Executives have a lot of accounting and finance trends and changes to keep an eye on in 2017. There are plenty of changing accounting standards, economic trends, and regulations to watch. Here are a few that we think are most critical as you plan ahead.
New President, New Regulatory Changes
Unless you’ve been living under the proverbial rock, you might be loosely aware that the U.S. has a new president. While it’s yet to be seen how policies will play out, we can definitely expect changes in industry-specific regulations and tax policy. While we have no specific guidance to provide here, we’d just remark that this is critical to monitor. As with any new administration, there will likely be law changes and other new information that you need to process in order to direct your organizations’ steps going forward.

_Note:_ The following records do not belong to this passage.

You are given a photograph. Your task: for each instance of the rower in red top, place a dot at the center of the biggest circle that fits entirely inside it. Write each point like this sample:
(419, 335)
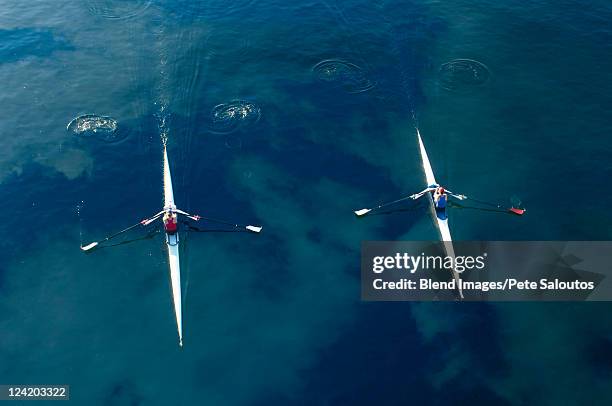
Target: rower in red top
(170, 222)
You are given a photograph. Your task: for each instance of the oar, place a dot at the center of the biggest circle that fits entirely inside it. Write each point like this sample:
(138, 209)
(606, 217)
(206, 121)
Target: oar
(254, 229)
(514, 210)
(140, 223)
(363, 212)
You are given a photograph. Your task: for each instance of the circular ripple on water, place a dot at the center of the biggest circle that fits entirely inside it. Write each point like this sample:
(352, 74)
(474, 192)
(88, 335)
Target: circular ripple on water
(229, 117)
(461, 74)
(224, 44)
(103, 128)
(118, 9)
(346, 75)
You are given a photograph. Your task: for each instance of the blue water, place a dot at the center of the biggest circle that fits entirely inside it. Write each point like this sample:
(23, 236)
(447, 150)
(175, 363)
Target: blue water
(335, 89)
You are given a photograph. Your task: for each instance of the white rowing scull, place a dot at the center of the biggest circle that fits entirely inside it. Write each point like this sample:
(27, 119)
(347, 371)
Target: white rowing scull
(169, 213)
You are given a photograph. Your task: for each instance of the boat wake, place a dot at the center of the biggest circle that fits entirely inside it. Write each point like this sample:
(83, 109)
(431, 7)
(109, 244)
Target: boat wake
(463, 74)
(348, 76)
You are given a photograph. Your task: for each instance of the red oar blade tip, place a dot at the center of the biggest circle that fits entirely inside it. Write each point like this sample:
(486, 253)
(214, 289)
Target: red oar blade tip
(518, 212)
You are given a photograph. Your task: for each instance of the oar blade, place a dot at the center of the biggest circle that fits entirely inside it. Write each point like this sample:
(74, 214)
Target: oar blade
(518, 212)
(89, 246)
(362, 212)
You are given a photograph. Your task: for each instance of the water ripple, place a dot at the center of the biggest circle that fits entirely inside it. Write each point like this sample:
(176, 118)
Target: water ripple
(103, 128)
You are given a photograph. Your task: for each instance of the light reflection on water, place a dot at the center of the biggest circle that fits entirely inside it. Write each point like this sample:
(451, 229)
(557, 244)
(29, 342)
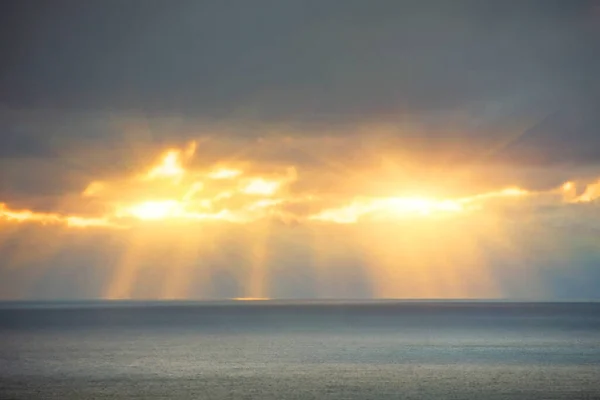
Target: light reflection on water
(349, 351)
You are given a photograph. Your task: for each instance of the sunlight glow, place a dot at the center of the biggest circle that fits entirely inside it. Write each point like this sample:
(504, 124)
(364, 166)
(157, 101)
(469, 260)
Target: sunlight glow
(154, 210)
(160, 211)
(261, 186)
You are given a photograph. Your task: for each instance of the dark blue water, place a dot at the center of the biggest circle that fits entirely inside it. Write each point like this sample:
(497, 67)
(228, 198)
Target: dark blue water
(310, 350)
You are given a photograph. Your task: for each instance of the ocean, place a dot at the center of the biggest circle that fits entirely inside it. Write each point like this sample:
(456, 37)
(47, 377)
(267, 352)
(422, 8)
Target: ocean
(299, 350)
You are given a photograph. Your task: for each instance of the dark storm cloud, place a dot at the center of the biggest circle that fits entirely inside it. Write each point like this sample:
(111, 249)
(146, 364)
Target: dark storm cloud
(298, 60)
(480, 68)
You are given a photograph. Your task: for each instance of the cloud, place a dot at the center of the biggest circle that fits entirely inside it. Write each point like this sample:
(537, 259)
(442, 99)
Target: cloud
(406, 149)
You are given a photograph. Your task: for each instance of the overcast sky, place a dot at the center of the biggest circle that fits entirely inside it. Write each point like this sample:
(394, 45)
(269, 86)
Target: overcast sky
(360, 98)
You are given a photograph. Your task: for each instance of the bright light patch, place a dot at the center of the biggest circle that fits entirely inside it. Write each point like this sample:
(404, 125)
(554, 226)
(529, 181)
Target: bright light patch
(155, 210)
(224, 173)
(261, 186)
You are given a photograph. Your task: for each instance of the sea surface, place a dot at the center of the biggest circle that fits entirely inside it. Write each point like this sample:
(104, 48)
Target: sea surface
(299, 350)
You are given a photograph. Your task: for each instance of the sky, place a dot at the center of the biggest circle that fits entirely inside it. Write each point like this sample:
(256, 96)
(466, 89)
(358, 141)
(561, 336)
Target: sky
(152, 149)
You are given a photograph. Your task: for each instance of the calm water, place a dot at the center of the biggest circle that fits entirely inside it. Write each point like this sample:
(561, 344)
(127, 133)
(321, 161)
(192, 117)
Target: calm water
(300, 351)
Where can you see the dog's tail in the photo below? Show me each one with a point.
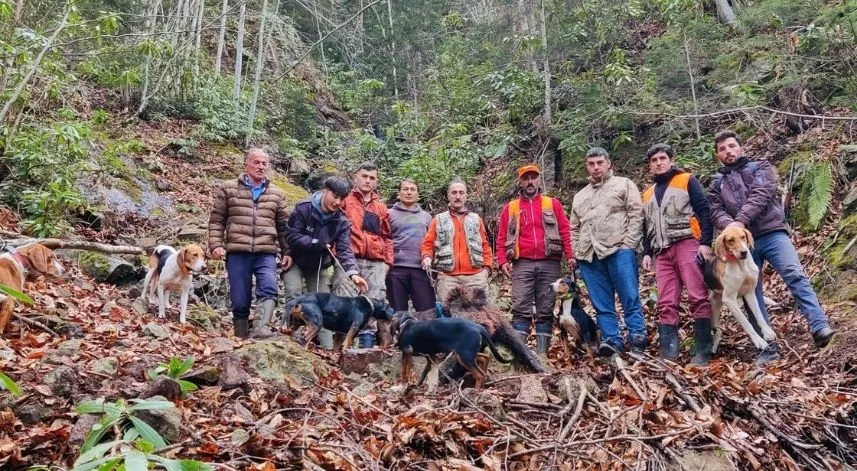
(487, 340)
(287, 311)
(507, 336)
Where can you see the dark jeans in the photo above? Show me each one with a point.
(241, 267)
(409, 282)
(531, 280)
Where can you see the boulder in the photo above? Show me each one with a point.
(274, 359)
(168, 422)
(63, 381)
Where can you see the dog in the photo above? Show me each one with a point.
(435, 337)
(473, 304)
(732, 273)
(345, 316)
(15, 265)
(573, 320)
(172, 270)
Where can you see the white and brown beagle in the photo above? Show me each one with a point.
(172, 270)
(732, 273)
(30, 259)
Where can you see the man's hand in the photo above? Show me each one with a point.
(360, 283)
(286, 262)
(704, 251)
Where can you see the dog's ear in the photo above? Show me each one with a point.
(720, 247)
(750, 242)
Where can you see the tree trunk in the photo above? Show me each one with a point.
(239, 53)
(260, 62)
(725, 12)
(221, 37)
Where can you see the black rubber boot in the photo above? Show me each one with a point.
(702, 342)
(669, 341)
(241, 326)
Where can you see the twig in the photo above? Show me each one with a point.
(36, 323)
(641, 438)
(778, 433)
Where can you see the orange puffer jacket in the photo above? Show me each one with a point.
(371, 238)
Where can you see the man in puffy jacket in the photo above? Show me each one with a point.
(407, 280)
(606, 228)
(532, 238)
(372, 247)
(317, 227)
(247, 225)
(745, 195)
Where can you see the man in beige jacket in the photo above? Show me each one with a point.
(606, 230)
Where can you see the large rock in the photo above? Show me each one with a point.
(274, 359)
(63, 381)
(168, 422)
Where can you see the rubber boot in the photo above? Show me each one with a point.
(266, 312)
(366, 339)
(240, 327)
(669, 341)
(544, 331)
(702, 341)
(523, 330)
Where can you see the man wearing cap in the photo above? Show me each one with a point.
(606, 227)
(533, 236)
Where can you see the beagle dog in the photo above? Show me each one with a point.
(30, 259)
(172, 270)
(732, 273)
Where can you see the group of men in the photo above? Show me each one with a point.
(407, 256)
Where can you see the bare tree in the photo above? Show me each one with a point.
(221, 38)
(239, 52)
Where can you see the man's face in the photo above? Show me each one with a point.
(529, 183)
(457, 196)
(330, 202)
(728, 151)
(366, 181)
(256, 166)
(597, 166)
(660, 163)
(408, 193)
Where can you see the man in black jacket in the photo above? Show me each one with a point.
(315, 227)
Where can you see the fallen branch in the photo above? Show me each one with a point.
(36, 323)
(74, 244)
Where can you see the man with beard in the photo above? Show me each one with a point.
(456, 245)
(533, 236)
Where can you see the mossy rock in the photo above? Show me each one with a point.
(294, 193)
(274, 359)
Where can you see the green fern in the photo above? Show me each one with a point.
(821, 184)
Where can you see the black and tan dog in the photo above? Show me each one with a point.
(435, 338)
(573, 321)
(345, 316)
(473, 304)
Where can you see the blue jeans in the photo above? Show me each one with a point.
(240, 269)
(604, 278)
(776, 248)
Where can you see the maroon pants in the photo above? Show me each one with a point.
(676, 267)
(409, 282)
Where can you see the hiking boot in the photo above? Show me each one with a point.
(702, 341)
(768, 355)
(240, 327)
(822, 336)
(668, 341)
(265, 313)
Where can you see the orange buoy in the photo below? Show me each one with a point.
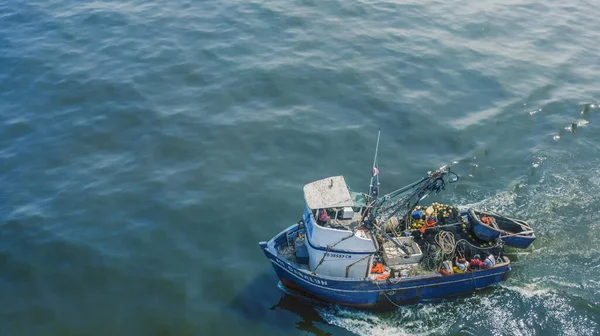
(383, 277)
(378, 268)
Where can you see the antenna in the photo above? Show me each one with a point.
(374, 189)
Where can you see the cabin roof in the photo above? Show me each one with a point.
(329, 192)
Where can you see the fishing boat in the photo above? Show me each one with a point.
(490, 226)
(365, 250)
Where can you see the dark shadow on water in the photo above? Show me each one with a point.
(263, 301)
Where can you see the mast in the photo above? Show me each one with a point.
(374, 188)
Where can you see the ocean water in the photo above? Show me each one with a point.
(147, 146)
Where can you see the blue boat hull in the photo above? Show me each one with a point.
(488, 233)
(518, 241)
(484, 232)
(371, 293)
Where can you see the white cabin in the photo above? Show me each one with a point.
(337, 245)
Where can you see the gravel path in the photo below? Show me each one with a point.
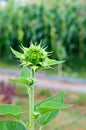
(48, 81)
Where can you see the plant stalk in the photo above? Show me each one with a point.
(31, 108)
(31, 104)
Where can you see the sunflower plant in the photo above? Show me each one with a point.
(32, 60)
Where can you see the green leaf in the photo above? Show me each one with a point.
(25, 73)
(21, 80)
(11, 111)
(59, 97)
(45, 118)
(51, 62)
(49, 106)
(11, 125)
(17, 54)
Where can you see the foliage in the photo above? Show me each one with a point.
(44, 111)
(61, 24)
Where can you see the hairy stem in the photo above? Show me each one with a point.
(40, 127)
(31, 108)
(31, 105)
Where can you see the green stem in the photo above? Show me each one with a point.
(31, 105)
(31, 108)
(40, 127)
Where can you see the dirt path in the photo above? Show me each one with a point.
(51, 83)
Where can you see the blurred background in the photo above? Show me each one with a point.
(61, 26)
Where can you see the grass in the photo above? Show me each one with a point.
(73, 118)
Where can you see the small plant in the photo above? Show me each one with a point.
(35, 57)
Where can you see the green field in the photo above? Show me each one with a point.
(73, 118)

Revenue Recognition Changes
By now, you’re probably well aware of FASB’s 2014 Accounting Standards Update pertaining to changes in revenue recognition. This is the year that these standards really need to be in effect in your accounting systems, particularly if your organization issues comparative (multi-year) financials.
At present, public business entities, certain not-for-profit entities, and certain employee benefit plans must apply the new standards to annual reporting periods beginning after December 15, 2017. All other entities must apply the standards for periods beginning after December 15, 2018. The issue really occurs if you report multiple periods simultaneously, such as three-year financials. If the standards kick in for your 2019 calendar year financials, your reports for 2018 and 2017 will also need to comply with the new standards. It will also be extremely important to understand what effects the changes will have on the appearance of financial statements, and the computation of common metrics so that you know how to interpret financials going forward.

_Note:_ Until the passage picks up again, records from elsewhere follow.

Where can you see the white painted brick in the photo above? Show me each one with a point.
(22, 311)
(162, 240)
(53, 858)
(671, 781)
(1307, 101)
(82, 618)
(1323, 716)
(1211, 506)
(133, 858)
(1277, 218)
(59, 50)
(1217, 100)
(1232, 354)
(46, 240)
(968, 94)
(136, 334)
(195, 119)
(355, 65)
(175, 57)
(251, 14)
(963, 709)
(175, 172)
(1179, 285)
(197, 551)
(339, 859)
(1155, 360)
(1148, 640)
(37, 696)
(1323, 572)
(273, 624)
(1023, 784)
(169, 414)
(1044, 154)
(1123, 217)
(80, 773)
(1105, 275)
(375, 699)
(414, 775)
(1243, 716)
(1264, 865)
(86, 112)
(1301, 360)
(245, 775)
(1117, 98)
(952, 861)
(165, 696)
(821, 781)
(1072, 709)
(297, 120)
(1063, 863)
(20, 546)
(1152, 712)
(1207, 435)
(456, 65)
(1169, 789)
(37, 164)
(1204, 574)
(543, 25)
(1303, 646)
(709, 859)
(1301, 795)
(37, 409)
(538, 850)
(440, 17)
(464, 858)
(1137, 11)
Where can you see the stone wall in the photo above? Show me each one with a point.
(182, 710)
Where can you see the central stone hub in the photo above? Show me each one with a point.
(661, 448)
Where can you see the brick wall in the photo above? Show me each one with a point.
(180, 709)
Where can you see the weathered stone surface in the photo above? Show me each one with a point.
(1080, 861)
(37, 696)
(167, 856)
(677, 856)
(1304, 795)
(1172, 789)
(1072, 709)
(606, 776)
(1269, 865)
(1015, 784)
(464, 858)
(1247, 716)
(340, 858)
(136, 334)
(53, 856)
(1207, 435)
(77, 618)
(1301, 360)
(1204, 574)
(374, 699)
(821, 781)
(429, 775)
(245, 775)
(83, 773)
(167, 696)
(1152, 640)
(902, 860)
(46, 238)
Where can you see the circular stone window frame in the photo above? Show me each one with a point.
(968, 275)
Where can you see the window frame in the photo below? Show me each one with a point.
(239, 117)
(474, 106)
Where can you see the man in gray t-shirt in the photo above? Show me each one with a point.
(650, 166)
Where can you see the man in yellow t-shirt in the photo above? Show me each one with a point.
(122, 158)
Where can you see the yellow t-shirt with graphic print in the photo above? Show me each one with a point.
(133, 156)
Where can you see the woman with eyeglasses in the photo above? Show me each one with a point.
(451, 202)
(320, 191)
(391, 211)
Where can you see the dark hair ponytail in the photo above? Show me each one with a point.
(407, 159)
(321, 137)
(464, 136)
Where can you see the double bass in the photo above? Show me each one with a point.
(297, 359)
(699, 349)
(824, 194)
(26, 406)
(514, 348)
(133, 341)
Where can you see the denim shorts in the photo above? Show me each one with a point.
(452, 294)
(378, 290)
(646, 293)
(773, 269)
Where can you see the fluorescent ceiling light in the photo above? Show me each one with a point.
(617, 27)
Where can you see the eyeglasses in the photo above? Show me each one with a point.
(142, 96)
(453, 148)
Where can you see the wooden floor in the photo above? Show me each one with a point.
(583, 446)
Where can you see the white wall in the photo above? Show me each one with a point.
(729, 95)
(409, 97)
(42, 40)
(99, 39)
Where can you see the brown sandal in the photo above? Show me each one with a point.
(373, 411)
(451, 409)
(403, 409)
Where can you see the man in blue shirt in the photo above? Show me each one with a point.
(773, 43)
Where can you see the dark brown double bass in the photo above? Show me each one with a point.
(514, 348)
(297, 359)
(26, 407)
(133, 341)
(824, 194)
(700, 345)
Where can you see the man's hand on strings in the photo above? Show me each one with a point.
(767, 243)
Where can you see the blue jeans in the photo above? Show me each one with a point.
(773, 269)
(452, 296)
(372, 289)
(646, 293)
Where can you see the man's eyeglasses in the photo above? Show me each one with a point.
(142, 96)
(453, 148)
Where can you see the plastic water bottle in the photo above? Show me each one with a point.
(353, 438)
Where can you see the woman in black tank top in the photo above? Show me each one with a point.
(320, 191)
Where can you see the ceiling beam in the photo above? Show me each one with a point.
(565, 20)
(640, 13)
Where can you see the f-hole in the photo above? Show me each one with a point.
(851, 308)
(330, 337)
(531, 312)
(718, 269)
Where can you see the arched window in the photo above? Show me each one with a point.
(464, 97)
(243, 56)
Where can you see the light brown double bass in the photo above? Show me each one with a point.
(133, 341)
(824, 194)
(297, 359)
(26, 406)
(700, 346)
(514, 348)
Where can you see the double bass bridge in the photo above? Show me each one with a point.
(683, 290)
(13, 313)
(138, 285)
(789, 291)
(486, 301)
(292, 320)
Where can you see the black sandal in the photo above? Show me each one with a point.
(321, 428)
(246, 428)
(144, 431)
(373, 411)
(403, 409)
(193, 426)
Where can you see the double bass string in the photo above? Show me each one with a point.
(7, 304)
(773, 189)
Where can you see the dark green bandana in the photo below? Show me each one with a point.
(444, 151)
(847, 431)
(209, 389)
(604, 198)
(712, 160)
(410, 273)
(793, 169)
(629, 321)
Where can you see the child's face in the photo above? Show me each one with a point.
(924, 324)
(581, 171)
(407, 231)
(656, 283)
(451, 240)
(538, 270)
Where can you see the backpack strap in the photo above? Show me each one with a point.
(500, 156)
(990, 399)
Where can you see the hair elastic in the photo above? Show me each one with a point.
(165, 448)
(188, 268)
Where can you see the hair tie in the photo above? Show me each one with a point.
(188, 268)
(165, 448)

Our point? You need to be good to go on these standards now, not later. Fortunately, the AICPA has some great guidance on the revenue recognition standards here.

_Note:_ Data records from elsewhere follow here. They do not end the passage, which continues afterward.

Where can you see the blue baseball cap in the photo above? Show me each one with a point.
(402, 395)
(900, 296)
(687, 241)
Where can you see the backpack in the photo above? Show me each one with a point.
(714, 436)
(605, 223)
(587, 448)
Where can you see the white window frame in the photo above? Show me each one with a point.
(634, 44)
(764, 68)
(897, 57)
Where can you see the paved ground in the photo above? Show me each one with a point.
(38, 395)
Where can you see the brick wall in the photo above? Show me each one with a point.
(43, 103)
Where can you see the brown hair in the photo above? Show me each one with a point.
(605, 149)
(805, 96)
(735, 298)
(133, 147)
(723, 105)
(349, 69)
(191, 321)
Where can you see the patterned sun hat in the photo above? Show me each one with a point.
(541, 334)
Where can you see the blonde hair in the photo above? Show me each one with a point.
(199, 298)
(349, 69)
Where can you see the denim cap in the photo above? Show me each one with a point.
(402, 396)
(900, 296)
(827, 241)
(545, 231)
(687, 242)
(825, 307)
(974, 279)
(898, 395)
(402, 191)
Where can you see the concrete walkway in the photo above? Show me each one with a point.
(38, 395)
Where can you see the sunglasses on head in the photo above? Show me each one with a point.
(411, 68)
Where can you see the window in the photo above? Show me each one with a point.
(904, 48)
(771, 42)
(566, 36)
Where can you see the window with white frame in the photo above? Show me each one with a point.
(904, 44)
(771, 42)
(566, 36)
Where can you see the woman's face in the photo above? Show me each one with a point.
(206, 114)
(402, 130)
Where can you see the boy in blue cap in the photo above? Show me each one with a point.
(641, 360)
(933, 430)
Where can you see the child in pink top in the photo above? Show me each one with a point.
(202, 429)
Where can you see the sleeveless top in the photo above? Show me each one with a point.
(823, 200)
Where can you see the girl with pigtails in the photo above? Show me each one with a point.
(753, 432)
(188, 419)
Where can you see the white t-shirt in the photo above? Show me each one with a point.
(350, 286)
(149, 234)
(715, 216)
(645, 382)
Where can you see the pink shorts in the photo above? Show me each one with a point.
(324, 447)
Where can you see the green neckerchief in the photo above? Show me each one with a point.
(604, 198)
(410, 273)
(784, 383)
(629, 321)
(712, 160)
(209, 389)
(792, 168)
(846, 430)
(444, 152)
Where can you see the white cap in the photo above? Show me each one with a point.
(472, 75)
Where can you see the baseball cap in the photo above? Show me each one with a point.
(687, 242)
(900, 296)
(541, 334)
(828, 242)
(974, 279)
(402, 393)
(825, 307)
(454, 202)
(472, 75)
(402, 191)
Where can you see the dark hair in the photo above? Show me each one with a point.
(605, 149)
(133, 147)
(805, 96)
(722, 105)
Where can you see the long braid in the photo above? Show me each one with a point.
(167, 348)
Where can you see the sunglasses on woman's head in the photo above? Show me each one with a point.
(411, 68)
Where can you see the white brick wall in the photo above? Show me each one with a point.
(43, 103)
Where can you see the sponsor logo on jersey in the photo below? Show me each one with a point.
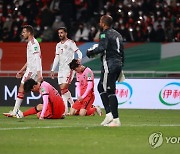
(170, 94)
(35, 48)
(102, 36)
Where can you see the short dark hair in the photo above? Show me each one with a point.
(62, 28)
(74, 64)
(107, 20)
(29, 28)
(28, 85)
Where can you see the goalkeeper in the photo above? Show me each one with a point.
(53, 105)
(112, 57)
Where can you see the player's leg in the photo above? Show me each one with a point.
(19, 98)
(82, 112)
(58, 108)
(111, 83)
(33, 110)
(65, 93)
(64, 81)
(87, 104)
(102, 88)
(75, 108)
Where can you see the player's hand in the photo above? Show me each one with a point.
(40, 78)
(41, 118)
(52, 74)
(80, 98)
(19, 74)
(89, 53)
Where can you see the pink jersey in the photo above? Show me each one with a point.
(85, 82)
(49, 94)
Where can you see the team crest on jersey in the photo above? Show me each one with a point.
(35, 48)
(102, 36)
(42, 90)
(65, 46)
(89, 76)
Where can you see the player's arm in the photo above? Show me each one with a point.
(37, 55)
(55, 63)
(45, 98)
(90, 84)
(76, 49)
(102, 46)
(79, 53)
(20, 72)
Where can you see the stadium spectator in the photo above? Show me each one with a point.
(112, 57)
(64, 54)
(82, 33)
(83, 106)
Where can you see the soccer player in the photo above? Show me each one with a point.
(85, 90)
(32, 67)
(65, 51)
(53, 105)
(112, 56)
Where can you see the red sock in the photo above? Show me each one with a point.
(30, 111)
(91, 111)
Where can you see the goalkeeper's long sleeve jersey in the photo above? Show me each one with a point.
(111, 48)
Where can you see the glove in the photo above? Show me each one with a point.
(90, 53)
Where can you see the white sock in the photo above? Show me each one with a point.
(65, 104)
(69, 97)
(17, 104)
(109, 114)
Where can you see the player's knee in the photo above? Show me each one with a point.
(63, 91)
(39, 107)
(82, 112)
(100, 88)
(73, 111)
(110, 90)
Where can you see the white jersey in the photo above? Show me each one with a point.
(65, 54)
(34, 62)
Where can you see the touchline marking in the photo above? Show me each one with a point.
(129, 125)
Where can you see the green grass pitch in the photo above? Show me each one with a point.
(84, 135)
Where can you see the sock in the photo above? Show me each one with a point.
(105, 101)
(19, 100)
(69, 97)
(30, 111)
(114, 105)
(65, 103)
(91, 111)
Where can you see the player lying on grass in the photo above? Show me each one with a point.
(53, 106)
(85, 90)
(32, 67)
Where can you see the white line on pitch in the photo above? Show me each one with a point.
(126, 125)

The Gig Economy is Growing
Millennials continue to turn traditional industries on their heads. Many prefer to work in “gig” fashion, as opposed to being a full-time employees for a single company. The accounting industry is not immune to this trend. When filling positions, it may be beneficial to consider hiring several freelancers for specific roles, rather than seeking to fill fewer full-time or in-house, part-time roles. Savvier executives are finding ways to make this work within their organizations’ existing HR and structural frameworks. The trend is only growing, so it’s worth looking into.
CPA Exam Changes
Back in 2013, the AICPA began to look into developing a new version of the CPA exam. This was done to ensure the exam’s success in modern accounting marketplace. The CPA exam was already one of the hardest on the planet, making this a pain point for aspiring accountants. The changes will be launched in Q2 of 2017. The subject matter and sections (AUD, BEC, FAR, and REG) aren’t different. However, the manner in which the subjects are tested will change, based upon an assessment of higher-order skill sets.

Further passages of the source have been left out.